Reformists and liberals believe that this can be done peacefully through parliamentary and constitutional action.  All history proves otherwise.

In Chile in 1973, the working class won a parliamentary majority for the socialist party and tried to take steps against the capitalists in order to redistribute wealth and power in favor of the poor.  However, real power does not rest in parliament – it rests in the hands of the unelected state: the army and police.  These forces – working hand in hand with the CIA – moved violently against the government and overthrew it.  General Pinochet came to power, torturing and executing thousands of socialists; this is just one example.

That is why the most determined part of the working class, throughout the history of modern capitalism, has always argued that the state cannot be reformed; it has to be forcibly overthrown.  While such an overthrow will require the support of the majority of the working class, it will also have to break up the forces of the state, using ruthless methods to overcome their resistance.

The only way this can be done is by forming mass councils of delegates from amongst the working population as alternative centers of power and by organizing a popular militia from among the armed people to take action against the capitalists, their allies, and protectors.

In short, it will take a revolution to smash the capitalist state.  However, does this mean we can move overnight towards a stateless society?

The capitalists will use every means at their disposal to get their property and power back.  Until a planned socialist economy can redistribute wealth and do away with class division altogether, the old ruling class will continue the fight.  While classes exist, there will be a need for a state.  Nevertheless, after a socialist revolution, a completely different type of state will be needed – a working-class state.

The capitalist state exists to defend the power and property of a tiny minority.  A working-class state would exist to do the very opposite – defend the property of the overwhelming majority of the world’s population from a former tiny elite.

Instead of a standing army and police force, the people themselves would be organized democratically to defend their communities.  Instead of sporadic elections stuffed full of careerists – who can break their promises and get away with it – delegates elected from popular councils of working-class people could govern.  They would be subject to instant recall if they broke their promises and would be paid the same as the people they represented.  Bureaucratic positions would be rotated so no one could concentrate too much power in their hands.
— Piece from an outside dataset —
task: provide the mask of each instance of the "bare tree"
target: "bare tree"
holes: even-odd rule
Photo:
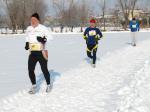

As classes disappeared, there would be less and less need for even this special state machine.  The functions of the working-class state could be taken more and more over by society as a whole.  The state would then wither away as government and authority, even of the most democratic sort, would be replaced by the simple administration of society by the people.  As Engels put it, “the government of persons would be replaced by the administration of things.”

The future lies in a society without classes and states – a society based on real freedom, fairness, and personal fulfillment.  Nevertheless, there is only one road to freedom: the revolutionary break-up of the capitalist state and the establishment of a democratic, working-class state.